Rapatrier de l’argent depuis l’étranger ?

Ces dernières années, il est devenu très difficile pour le Belge d’encore détenir des avoirs mobiliers à l’étranger. Les conditions de rapatriement sont aussi systématiquement renforcées. Récemment, la Banque nationale a de nouveau accru la pression sur l’investisseur en adoptant une position très stricte dans une circulaire. Qu’en est-il exactement ?

Avoirs étrangers. Il n’est toujours pas interdit de détenir des liquidités ou des placements à l’étranger. Il peut y avoir des raisons parfaitement légitimes à cela, p.ex. parce que des établissements financiers étrangers proposent un type de placement dont l’offre en Belgique est limitée ou parce que la détention des avoirs auprès d’un établissement étranger déterminé est motivée par les services et les conseils spécialisés qu’offre cet établissement.

Régularisation. Depuis 2004, la Belgique a instauré quatre procédures de régularisation fiscale et pénale successives, les «déclarations libératoires uniques». Alors qu’initialement, c’étaient principalement les revenus fiscalement non prescrits qui étaient régularisés, la DLUquater, qui court du 1er  août 2016 au 31 décembre 2022, prévoit une imposition forfaitaire de 40 % des capitaux prescrits dont l’origine licite ne peut pas être étayée par des preuves. Outre ces procédures de régularisation officielles, il a toujours aussi été possible de demander une régularisation spontanée.

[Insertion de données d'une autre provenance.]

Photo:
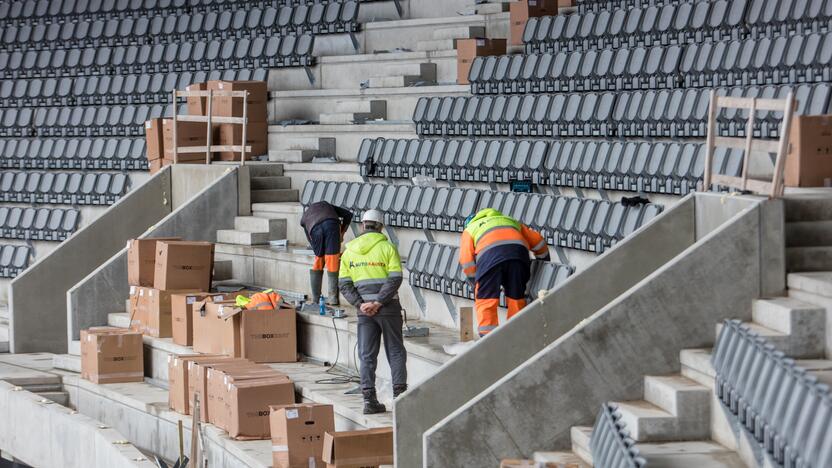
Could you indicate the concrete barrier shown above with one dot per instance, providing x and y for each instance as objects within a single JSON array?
[
  {"x": 596, "y": 288},
  {"x": 212, "y": 207}
]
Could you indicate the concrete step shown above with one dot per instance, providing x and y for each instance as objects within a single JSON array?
[
  {"x": 790, "y": 316},
  {"x": 819, "y": 282},
  {"x": 272, "y": 182},
  {"x": 292, "y": 156},
  {"x": 278, "y": 195},
  {"x": 436, "y": 44},
  {"x": 809, "y": 258},
  {"x": 459, "y": 32},
  {"x": 232, "y": 236},
  {"x": 275, "y": 227},
  {"x": 61, "y": 398},
  {"x": 222, "y": 270},
  {"x": 567, "y": 459},
  {"x": 580, "y": 442},
  {"x": 808, "y": 233},
  {"x": 808, "y": 208},
  {"x": 696, "y": 365}
]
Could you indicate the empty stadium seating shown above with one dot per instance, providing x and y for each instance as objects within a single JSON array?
[
  {"x": 576, "y": 223},
  {"x": 784, "y": 407}
]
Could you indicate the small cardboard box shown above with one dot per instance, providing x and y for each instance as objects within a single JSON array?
[
  {"x": 141, "y": 260},
  {"x": 111, "y": 355},
  {"x": 181, "y": 306},
  {"x": 521, "y": 11},
  {"x": 256, "y": 335},
  {"x": 226, "y": 106},
  {"x": 183, "y": 266},
  {"x": 232, "y": 134},
  {"x": 359, "y": 449},
  {"x": 197, "y": 105},
  {"x": 809, "y": 163},
  {"x": 298, "y": 434},
  {"x": 248, "y": 403},
  {"x": 468, "y": 49}
]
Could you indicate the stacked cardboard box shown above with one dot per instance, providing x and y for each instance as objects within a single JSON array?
[
  {"x": 177, "y": 267},
  {"x": 111, "y": 355},
  {"x": 298, "y": 433},
  {"x": 359, "y": 449},
  {"x": 234, "y": 394},
  {"x": 256, "y": 335}
]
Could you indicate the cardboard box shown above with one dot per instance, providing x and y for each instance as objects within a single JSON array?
[
  {"x": 248, "y": 403},
  {"x": 521, "y": 11},
  {"x": 232, "y": 134},
  {"x": 182, "y": 313},
  {"x": 468, "y": 49},
  {"x": 359, "y": 449},
  {"x": 298, "y": 434},
  {"x": 141, "y": 260},
  {"x": 197, "y": 105},
  {"x": 111, "y": 355},
  {"x": 256, "y": 335},
  {"x": 183, "y": 266},
  {"x": 809, "y": 163},
  {"x": 226, "y": 106}
]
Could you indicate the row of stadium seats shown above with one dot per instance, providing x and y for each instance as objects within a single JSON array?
[
  {"x": 62, "y": 187},
  {"x": 73, "y": 153},
  {"x": 436, "y": 267},
  {"x": 14, "y": 259},
  {"x": 665, "y": 113},
  {"x": 656, "y": 167},
  {"x": 259, "y": 52},
  {"x": 79, "y": 120},
  {"x": 687, "y": 22},
  {"x": 146, "y": 88},
  {"x": 784, "y": 60},
  {"x": 578, "y": 223},
  {"x": 321, "y": 18},
  {"x": 49, "y": 224},
  {"x": 27, "y": 11}
]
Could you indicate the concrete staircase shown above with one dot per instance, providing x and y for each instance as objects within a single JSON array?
[
  {"x": 350, "y": 112},
  {"x": 445, "y": 38},
  {"x": 300, "y": 150}
]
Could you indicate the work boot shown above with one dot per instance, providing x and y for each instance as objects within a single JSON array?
[
  {"x": 332, "y": 281},
  {"x": 399, "y": 389},
  {"x": 316, "y": 281},
  {"x": 371, "y": 404}
]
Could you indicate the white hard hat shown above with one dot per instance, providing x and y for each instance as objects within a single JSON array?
[{"x": 374, "y": 216}]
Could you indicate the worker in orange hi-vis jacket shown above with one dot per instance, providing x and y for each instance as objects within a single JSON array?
[{"x": 494, "y": 254}]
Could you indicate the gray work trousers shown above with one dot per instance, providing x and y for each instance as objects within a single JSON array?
[{"x": 370, "y": 332}]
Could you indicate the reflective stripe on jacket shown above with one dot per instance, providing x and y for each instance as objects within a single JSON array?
[{"x": 490, "y": 229}]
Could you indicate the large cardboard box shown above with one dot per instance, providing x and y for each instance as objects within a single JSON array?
[
  {"x": 258, "y": 97},
  {"x": 359, "y": 449},
  {"x": 232, "y": 134},
  {"x": 521, "y": 11},
  {"x": 809, "y": 163},
  {"x": 248, "y": 403},
  {"x": 256, "y": 335},
  {"x": 183, "y": 265},
  {"x": 182, "y": 313},
  {"x": 298, "y": 434},
  {"x": 111, "y": 355},
  {"x": 141, "y": 260},
  {"x": 468, "y": 49}
]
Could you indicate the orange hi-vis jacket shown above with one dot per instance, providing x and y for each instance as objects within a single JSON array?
[{"x": 490, "y": 229}]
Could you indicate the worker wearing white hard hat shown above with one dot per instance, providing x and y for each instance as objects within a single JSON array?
[{"x": 370, "y": 277}]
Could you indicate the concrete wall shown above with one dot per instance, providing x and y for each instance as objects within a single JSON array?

Rôle des banques. Les établissements financiers établis en Belgique jouent un rôle essentiel dans la lutte contre le blanchiment d’argent, en particulier en acceptant ou non les rapatriements d’avoirs étrangers. Ils doivent contrôler minutieusement l’origine de ces avoirs en vertu de leur devoir de vigilance. Leur rôle a été renforcé par la loi du 18 septembre 2017, la «loi anti-blanchiment», qui a remplacé la loi du 11 janvier 1993. La Banque nationale de Belgique (BNB) exerce quant à elle un rôle de surveillance à l’égard des établissements financiers belges. Dans sa circulaire du 8 juin 2021 (2021/06/23), elle a précisé davantage les obligations incombant aux établissements financiers en vertu de la loi anti-blanchiment. La BNB y adopte clairement une attitude extrêmement stricte vis-à-vis de ce devoir de vigilance.

Approche concrète. Dans sa circulaire, la BNB ne vise pas uniquement les nouvelles acceptations d’avoirs étrangers. Les acceptations antérieures doivent aussi être réexaminées par les établissements financiers, mais plutôt de manière générale et sur la base d’échantillons (suffisants et crédibles). Pour chaque dossier d’acceptation, l’établissement financier doit se demander si une personne raisonnable serait convaincue de la licéité de l’origine des avoirs, celle-ci étant de préférence corroborée par des documents probants. La circulaire souligne encore davantage cette préférence pour les documents écrits en indiquant que les simples affirmations de clients sont très peu convaincantes. La circulaire précise encore que le fait que les avoirs proviennent d’une donation ou d’un héritage n’est pas suffisant pour ne pas procéder à une analyse. L’origine licite des fonds dans le chef du donateur ou du défunt doit également être prouvée à suffisance.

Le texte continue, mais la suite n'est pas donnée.